I read it all and I agree with it.
Well if that was printed on paper, in an easily readable font, it’d be less than one page, one side, but I agree perhaps more information in one go than the evolved modern human mind can absorb. I knew I should have broke it up with a few inspirational cat memes.
Yes, I could create my own backup method, my HAOS instance is a VM on an array of servers running ZFS. But that isn’t the point now is it? This is, in my opinion, one of HAs biggest issues, that it constantly tries to aspire to be an integrated, mainstream product, but when things don’t work, the solutions are DIY hacks that will likely break something sometime in the future.
What bricked my install was indeed some interesting but trivial HACS integration that used depreciated methods, and what that cost me was the loss of the unnecessarily complex configuration of monitoring and controlling my stand-by generator, my uninterruptible power supply and my electrical panel. Stuff that is, well, not so trivial.
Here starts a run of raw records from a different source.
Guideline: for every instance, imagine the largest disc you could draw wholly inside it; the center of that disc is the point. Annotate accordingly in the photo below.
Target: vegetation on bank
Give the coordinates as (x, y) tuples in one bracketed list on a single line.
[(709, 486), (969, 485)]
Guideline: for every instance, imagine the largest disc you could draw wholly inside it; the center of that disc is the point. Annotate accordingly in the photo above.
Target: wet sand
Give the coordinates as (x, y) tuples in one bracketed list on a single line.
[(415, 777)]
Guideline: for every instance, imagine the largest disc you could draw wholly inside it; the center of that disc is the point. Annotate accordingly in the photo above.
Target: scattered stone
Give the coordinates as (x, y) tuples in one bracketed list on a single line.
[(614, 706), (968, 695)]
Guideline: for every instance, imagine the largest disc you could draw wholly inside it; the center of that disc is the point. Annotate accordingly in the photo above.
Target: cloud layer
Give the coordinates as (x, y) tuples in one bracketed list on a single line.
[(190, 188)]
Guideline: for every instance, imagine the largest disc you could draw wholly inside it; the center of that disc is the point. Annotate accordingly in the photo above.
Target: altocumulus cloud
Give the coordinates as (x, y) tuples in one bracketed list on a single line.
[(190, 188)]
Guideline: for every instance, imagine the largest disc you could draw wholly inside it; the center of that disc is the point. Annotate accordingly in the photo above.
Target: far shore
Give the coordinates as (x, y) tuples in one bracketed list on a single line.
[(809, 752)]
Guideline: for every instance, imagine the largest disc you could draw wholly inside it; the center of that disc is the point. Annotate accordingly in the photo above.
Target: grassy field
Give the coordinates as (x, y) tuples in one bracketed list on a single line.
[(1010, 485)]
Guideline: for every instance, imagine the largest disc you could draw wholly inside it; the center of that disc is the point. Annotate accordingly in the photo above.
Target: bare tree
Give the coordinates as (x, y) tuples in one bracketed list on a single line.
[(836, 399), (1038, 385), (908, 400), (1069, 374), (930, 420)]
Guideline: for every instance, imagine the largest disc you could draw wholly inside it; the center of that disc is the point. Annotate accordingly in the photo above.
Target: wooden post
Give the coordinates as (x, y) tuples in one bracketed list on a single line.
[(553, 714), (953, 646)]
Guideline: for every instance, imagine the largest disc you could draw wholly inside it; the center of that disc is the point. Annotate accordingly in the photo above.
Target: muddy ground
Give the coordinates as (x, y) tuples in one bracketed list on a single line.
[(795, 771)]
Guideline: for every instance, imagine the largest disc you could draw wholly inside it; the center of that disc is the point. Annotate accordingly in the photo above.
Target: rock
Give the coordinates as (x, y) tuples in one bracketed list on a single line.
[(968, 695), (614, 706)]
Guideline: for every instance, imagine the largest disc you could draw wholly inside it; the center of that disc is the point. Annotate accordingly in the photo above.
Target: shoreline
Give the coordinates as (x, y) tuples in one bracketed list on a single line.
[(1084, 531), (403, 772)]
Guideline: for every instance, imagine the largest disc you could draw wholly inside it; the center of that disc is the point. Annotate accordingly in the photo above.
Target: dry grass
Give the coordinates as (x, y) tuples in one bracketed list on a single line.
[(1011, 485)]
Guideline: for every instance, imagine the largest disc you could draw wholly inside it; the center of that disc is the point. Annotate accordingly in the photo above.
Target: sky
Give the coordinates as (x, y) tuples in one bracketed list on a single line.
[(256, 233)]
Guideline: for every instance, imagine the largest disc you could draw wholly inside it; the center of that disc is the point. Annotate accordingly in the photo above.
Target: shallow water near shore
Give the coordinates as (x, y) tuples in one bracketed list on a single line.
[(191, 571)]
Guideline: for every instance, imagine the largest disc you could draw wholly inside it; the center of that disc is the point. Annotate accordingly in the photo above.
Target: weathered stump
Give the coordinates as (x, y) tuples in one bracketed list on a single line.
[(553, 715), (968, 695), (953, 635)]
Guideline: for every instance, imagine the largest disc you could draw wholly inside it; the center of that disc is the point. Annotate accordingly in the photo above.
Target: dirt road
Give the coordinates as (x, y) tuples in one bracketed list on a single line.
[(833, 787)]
Thanks Matt, I appreciate that.
I didn’t ment to be rude, but it does look like that.
It is all matter of perspective. I don’t know will this be changed in the future, rolled back or it will be something completely different.
But take this as an opportunity for creating your own solution. Maybe that will be better for you, maybe it will be worst, maybe it will be the same.
But do something about it.
I can’t tell you what to do, but I can briefly share my experience.
I started using supervised on debian. As i have a doorbell camera and didn’t have a dedicated gpu or coral frigate was using cpu. One day my server crashed due to high cpu usage. By then I found out that this is using some contaners and that you can actually limit cpu and mem usage per container.
As I didn’t know how to do that in supervised installation I decided to go with a docker. Bit by bit I added a lot of things to it, like media server, local cloud, printer server and who knows what more.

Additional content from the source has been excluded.